都電の走った坂道・今昔(11) 芝の切通坂近く
電車が走っているのは浜松町一丁目から神谷町に抜ける道である。写真を撮っている地点から左折し、右へまわりながら上って、オランダ大使館までの坂道。さらに芝給水所を経て永井坂上に至るのが芝の切通坂である。現在は正則学園、芝中・高などの生徒の往来が多い坂で、大使館の前は江戸から広場のようになっていて、「手まり坂」の別名を持つ。新橋方面から六本木方面へ抜ける道であり、江戸西部から増上寺へのお詣り道で、『江戸名所図会』の増上寺でも「切通し」と表示されている。一方、電車が走っている通りは明治中期に寺院の敷地を削ってでき、電車が通じたのは明治44年で、ご覧の通り電車道も坂道になっているが、名前はない。

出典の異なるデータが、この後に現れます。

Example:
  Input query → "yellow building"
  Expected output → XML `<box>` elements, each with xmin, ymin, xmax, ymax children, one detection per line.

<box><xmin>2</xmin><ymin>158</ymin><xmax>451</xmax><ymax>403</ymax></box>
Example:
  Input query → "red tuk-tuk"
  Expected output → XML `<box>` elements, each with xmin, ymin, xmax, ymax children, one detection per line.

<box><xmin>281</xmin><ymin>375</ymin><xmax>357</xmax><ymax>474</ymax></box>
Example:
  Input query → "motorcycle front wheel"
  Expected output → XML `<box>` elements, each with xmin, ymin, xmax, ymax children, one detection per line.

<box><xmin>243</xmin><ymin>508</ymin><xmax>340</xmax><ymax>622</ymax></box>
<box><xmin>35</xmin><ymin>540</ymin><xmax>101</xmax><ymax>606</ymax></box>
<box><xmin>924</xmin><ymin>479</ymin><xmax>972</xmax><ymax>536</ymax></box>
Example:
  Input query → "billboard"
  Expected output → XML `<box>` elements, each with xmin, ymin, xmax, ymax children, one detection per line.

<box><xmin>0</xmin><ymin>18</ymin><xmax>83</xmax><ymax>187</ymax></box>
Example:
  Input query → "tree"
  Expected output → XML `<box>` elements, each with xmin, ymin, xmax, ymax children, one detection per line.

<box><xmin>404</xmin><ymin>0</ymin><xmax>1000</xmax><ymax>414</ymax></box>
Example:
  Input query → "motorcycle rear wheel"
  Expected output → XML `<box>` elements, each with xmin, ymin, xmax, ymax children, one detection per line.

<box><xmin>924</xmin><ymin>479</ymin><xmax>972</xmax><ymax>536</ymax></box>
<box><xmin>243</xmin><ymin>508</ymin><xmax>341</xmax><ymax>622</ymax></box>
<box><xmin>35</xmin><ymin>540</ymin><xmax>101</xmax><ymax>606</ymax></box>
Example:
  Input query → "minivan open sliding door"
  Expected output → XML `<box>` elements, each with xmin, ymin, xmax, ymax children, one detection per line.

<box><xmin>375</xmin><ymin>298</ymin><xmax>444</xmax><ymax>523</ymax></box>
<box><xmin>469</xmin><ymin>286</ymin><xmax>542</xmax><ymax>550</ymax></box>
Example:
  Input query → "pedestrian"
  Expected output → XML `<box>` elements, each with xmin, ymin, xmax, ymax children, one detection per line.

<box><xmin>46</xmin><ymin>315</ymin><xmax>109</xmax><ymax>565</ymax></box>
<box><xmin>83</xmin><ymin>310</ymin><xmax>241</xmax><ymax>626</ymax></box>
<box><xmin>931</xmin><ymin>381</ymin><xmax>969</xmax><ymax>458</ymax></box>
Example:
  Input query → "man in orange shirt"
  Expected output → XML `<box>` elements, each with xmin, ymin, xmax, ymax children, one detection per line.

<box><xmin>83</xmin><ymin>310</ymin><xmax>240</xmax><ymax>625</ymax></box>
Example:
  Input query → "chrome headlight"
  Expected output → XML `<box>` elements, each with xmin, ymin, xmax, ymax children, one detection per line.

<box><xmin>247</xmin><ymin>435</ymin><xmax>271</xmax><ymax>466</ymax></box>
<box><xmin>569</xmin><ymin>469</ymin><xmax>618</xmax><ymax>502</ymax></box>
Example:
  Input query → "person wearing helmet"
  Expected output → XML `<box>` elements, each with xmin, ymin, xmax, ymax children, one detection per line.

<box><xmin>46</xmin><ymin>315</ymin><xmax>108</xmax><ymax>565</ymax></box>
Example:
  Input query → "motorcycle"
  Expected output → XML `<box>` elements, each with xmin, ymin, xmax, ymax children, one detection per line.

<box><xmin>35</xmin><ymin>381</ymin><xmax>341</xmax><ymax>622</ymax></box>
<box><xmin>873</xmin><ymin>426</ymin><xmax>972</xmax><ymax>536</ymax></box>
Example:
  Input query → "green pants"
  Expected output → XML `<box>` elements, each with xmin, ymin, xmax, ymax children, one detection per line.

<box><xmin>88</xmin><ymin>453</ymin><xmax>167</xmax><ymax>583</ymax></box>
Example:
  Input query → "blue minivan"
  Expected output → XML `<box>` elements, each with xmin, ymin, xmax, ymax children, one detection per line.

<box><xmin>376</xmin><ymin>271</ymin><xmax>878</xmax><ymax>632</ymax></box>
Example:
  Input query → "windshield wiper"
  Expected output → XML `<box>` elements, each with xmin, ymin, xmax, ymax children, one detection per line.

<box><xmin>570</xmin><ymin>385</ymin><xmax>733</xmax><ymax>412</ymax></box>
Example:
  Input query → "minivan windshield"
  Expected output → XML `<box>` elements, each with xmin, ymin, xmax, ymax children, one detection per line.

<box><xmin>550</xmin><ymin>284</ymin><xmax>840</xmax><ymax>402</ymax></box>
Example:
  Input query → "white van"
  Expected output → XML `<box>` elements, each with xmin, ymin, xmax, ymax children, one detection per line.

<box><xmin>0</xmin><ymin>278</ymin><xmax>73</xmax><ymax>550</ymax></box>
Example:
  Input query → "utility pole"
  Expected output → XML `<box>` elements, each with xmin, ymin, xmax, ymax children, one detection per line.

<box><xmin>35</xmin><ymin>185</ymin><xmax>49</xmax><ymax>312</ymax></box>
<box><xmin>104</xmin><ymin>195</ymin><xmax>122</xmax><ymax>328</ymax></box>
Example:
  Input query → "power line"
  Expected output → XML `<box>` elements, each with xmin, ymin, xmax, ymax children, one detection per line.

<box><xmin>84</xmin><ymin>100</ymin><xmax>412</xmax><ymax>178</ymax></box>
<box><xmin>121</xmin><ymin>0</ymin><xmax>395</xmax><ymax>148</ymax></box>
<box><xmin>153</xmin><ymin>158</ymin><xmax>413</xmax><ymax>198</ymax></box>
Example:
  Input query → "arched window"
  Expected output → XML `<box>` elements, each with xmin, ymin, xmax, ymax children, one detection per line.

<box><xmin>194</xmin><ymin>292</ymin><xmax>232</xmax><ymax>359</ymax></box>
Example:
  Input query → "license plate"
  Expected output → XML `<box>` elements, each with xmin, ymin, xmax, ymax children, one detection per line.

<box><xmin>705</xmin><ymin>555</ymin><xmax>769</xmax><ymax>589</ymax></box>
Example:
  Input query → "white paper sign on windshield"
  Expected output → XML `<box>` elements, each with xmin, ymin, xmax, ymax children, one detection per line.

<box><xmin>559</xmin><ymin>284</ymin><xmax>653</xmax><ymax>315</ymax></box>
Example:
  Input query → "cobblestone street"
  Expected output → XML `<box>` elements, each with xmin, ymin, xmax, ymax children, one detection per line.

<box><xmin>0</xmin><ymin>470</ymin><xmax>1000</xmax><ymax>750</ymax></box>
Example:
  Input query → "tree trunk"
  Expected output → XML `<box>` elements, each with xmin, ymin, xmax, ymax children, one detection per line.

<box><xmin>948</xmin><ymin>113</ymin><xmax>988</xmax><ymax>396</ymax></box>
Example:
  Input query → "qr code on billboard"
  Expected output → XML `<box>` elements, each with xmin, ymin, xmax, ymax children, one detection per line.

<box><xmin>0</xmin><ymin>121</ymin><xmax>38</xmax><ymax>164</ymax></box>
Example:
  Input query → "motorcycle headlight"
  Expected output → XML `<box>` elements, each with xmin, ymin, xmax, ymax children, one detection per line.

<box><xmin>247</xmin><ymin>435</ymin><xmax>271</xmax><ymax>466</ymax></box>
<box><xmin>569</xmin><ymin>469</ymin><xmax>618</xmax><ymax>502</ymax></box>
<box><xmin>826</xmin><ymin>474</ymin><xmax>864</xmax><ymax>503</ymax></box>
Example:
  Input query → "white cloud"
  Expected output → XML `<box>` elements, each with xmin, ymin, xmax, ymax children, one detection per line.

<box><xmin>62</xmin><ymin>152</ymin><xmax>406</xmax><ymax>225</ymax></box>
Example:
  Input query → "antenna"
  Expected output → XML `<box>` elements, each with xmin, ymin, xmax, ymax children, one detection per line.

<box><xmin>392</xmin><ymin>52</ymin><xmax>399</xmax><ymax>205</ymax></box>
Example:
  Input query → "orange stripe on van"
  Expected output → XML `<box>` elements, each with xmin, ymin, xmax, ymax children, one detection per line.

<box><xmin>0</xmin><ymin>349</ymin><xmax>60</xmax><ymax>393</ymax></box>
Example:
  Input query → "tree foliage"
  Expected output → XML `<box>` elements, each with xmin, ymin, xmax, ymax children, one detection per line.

走っている都電は、33番・四谷三丁目から外苑東通りを通って青山一丁目、六本木、飯倉一丁目、神谷町を経て御成門、浜松一丁目に至る都電の中で最短の、いわば地味な路線であった。廃止は昭和44年10月26日。落ち着いた感じの通りで、その道幅は今も大きな変化はないが、周辺の景観は大きく様変わりした。旧写真(S42年3月撮影)では右側に青松寺の好ましい石垣が続いているが、同寺は再開発に踏み切り、下の現在の写真のようなショッピングゾーンをはじめ、愛宕MORIタワーなどが前面に並び寺院境内も縮小・整備された。同寺は戦前軍国主義の象徴・爆弾三勇士の像で知られていた。同寺以外の周辺の建物もすっかり変化している。旧写真左手前の「宝塚女子旅行会館」は、宝塚歌劇の東京公演の際の宿舎であったが、移転し跡地には秀和のビジネスビルが建っている。走っている電車は四谷三丁目に向かう8000型で、昭和31年から制作された新しい車であったが、既に都電全廃の計画があったため耐用10年を目処に造られ、振動がひどくあまり好まれない車両であった。昭和47年の都電全廃とともに消滅し、保存もされていない気の毒な車両でもあった。